Circadian rhythms rely on cell-autonomous clocks that control the rhythmic expression of a large number of genes. The core of eukaryotic circadian clocks consists of a negative feedback loop. The main clock components are known and their interactions have been demonstrated in many cases. However, it is not clear how these proteins measure time at the molecular level.

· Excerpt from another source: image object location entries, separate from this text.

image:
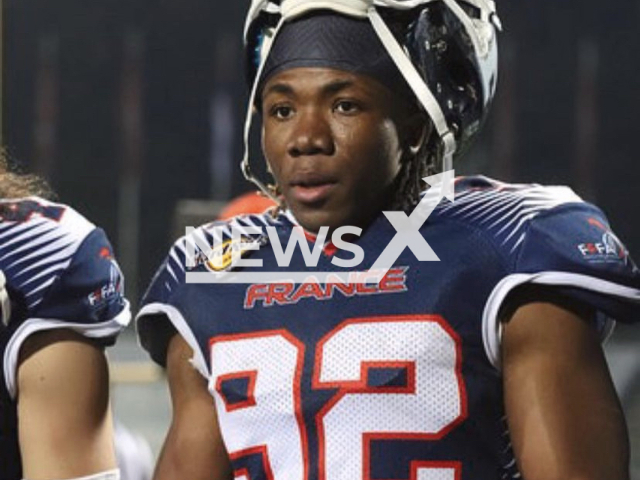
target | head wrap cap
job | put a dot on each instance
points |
(325, 39)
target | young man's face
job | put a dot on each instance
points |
(332, 140)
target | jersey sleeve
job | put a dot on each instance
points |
(572, 249)
(165, 309)
(67, 281)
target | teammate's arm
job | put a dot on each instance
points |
(193, 448)
(563, 412)
(64, 420)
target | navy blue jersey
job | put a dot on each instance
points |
(392, 380)
(59, 272)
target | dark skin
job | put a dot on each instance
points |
(334, 141)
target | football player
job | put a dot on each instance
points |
(485, 364)
(62, 300)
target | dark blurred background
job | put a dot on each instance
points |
(127, 106)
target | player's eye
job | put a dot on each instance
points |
(281, 112)
(347, 107)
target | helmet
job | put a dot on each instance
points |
(445, 49)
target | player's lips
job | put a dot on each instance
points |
(311, 187)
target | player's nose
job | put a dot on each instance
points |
(311, 135)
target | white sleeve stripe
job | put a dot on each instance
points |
(60, 247)
(491, 325)
(181, 325)
(29, 327)
(37, 230)
(41, 287)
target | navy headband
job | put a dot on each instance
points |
(329, 40)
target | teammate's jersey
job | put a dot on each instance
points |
(59, 272)
(396, 380)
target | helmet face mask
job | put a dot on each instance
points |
(445, 49)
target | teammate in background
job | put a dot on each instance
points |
(62, 301)
(484, 365)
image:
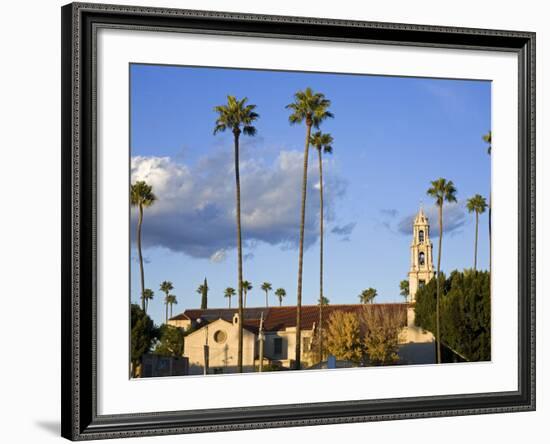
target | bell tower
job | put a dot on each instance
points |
(422, 268)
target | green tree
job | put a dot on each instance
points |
(143, 333)
(166, 287)
(171, 341)
(229, 293)
(382, 325)
(247, 286)
(323, 300)
(476, 204)
(367, 296)
(266, 286)
(238, 117)
(148, 295)
(323, 143)
(404, 289)
(141, 196)
(280, 293)
(203, 291)
(465, 312)
(311, 108)
(343, 336)
(442, 191)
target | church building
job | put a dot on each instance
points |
(422, 267)
(212, 343)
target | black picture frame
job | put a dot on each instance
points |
(80, 420)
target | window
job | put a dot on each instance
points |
(277, 346)
(220, 336)
(421, 258)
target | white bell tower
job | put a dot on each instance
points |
(422, 268)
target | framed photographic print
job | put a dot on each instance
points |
(275, 221)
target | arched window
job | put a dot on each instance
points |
(421, 258)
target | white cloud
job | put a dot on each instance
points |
(218, 256)
(454, 217)
(195, 208)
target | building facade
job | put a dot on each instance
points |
(422, 268)
(217, 329)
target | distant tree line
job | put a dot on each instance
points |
(465, 311)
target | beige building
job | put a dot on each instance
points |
(422, 267)
(418, 345)
(213, 342)
(217, 328)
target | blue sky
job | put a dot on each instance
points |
(392, 136)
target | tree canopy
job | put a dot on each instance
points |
(143, 334)
(465, 312)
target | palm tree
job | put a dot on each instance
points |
(166, 287)
(147, 295)
(488, 138)
(313, 109)
(323, 143)
(237, 117)
(404, 288)
(441, 190)
(247, 286)
(171, 300)
(266, 286)
(229, 293)
(478, 205)
(368, 295)
(280, 293)
(203, 291)
(141, 196)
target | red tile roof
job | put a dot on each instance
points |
(279, 318)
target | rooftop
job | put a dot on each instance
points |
(279, 318)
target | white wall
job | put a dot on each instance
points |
(30, 209)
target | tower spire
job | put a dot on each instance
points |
(421, 270)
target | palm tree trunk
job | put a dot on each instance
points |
(490, 241)
(297, 364)
(239, 252)
(437, 333)
(475, 245)
(321, 255)
(140, 256)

The frequency gene (frq) is a key element of the circadian clock of Neurospora (Fig. 1). Expression of frq is rhythmically controlled by the transcription factor WCC. FRQ, together with casein kinase 1a (CK1a) and FRQ-interacting RNA helicase (FRH), form the FFC complex. The FFC transiently interacts with WCC allowing CK1a to phosphorylate and inactivate WCC and thereby inhibiting frq RNA synthesis. Over the course of a day, FRQ becomes increasingly phosphorylated by CK1a, leading to its inactivation and degradation, and the onset of a new circadian cycle1. Progressive hyperphosphorylation of FRQ is associated with circadian timekeeping.

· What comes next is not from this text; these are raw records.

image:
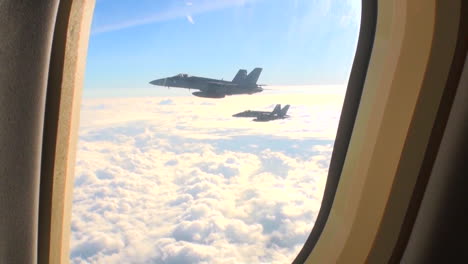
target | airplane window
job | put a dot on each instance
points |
(228, 167)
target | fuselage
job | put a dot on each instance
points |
(208, 87)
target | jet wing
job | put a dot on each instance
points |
(217, 87)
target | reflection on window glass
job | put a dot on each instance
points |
(231, 170)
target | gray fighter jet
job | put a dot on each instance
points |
(263, 116)
(212, 88)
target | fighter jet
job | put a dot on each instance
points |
(263, 116)
(212, 88)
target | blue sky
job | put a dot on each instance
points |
(298, 42)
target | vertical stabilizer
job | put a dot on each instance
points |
(283, 111)
(277, 110)
(253, 76)
(240, 76)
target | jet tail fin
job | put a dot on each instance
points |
(277, 110)
(253, 76)
(240, 76)
(282, 112)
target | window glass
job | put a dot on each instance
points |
(227, 166)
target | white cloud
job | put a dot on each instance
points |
(173, 181)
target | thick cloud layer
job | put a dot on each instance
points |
(178, 180)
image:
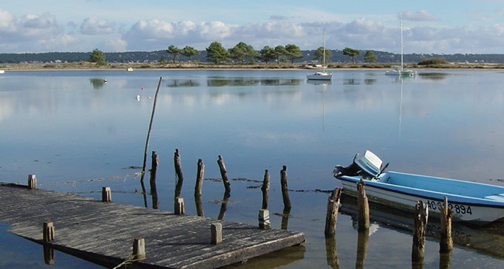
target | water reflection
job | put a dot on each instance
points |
(487, 239)
(97, 82)
(242, 81)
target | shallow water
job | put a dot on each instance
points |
(78, 133)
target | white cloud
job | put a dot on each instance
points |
(421, 15)
(95, 26)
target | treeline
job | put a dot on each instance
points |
(307, 56)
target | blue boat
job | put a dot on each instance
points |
(469, 201)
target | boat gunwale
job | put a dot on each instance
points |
(456, 198)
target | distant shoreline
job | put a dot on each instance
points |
(228, 66)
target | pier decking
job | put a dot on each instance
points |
(103, 232)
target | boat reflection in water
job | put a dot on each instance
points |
(487, 239)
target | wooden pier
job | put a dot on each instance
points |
(104, 232)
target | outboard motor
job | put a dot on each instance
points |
(367, 165)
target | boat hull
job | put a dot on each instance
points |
(464, 209)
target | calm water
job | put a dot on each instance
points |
(78, 133)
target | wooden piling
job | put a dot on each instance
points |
(155, 162)
(285, 189)
(179, 206)
(363, 204)
(32, 182)
(199, 178)
(421, 219)
(215, 233)
(223, 171)
(333, 202)
(178, 172)
(48, 231)
(49, 255)
(106, 194)
(265, 189)
(139, 249)
(264, 222)
(446, 241)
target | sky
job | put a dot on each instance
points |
(429, 26)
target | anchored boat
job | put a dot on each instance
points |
(469, 201)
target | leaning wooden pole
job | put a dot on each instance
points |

To elucidate how these molecules measure time, we recently showed that CK1a and FRQ form a timing module that supports slowly progressing hyperphosphorylation of FRQ on a circadian time scale in a temperature-compensated manner2,3. However, the conformational changes and associated functional changes induced by multisite phosphorylation of FRQ are not yet known and will be investigated in the upcoming funding period.
FRQ is a dimer and consists largely of intrinsically disordered regions (IDRs). Predictions by AlphaFold2 suggest that the N-terminal dimerization domain of FRQ serves as a hub that organizes IDRs into a distinct loop via long-range β−sheet interactions. The loop is divided into smaller loops by a long-range interaction of elements that form a CK1a-binding domain. The organization into loops promotes a compact conformation of FRQ. Each loop contains a cluster of phosphorylation sites. Interestingly, the conformational organization predicted in an unbiased manner bring two verified nuclear localization signals of FRQ into spatial proximity, which are separated in the primary sequence by about 450 amino acid residues. We will investigate how phosphorylation of sites in these clusters affects the conformational organization of FRQ and the accessibility of its NLSs. Molecular dynamics simulations identified sites critical for the organization of long-range β−sheet interactions and the assembly of the CK1a-binding domain. Preliminary data show that mutations of these sites lead to circadian arrhythmicity in vivo. We will use Förster resonance energy transfer (FRET)-based analyses to study the organization of FRQ in loops and characterize the dynamics of conformational changes in response to phosphorylation. We hypothesize that phosphorylation of these clusters triggers with a time 179A16 Brunner / Milles delay a molecular switch that affects the conformation and potentially oligomeric state of FRQ, thereby timing its interaction with CK1a, WCC, nuclear shuttling, and degradation.
Fig. 1 Schematic of the circadian clock of Neurospora WCC is the central transcription factor of the circadian clock of Neurospora. WCC controls the rhythmic transcription of FRQ and the expression of the FRQ protein, which
associates with FRH and CK1a to form an inhibitory complex. FRH protects FRQ from premature degradation. The complex interacts with WCC, and CK1a phosphorylates WCC, thereby inactivating it, resulting in negative feedback from FRQ to its own transcription. Over the course of a circadian period, CK1a bound to the complex increasingly hyperphosphorylates FRQ, leading to its inactivation and degradation. Subsequent reactivation of WCC by phosphatases initiates the onset of a new circadian cycle.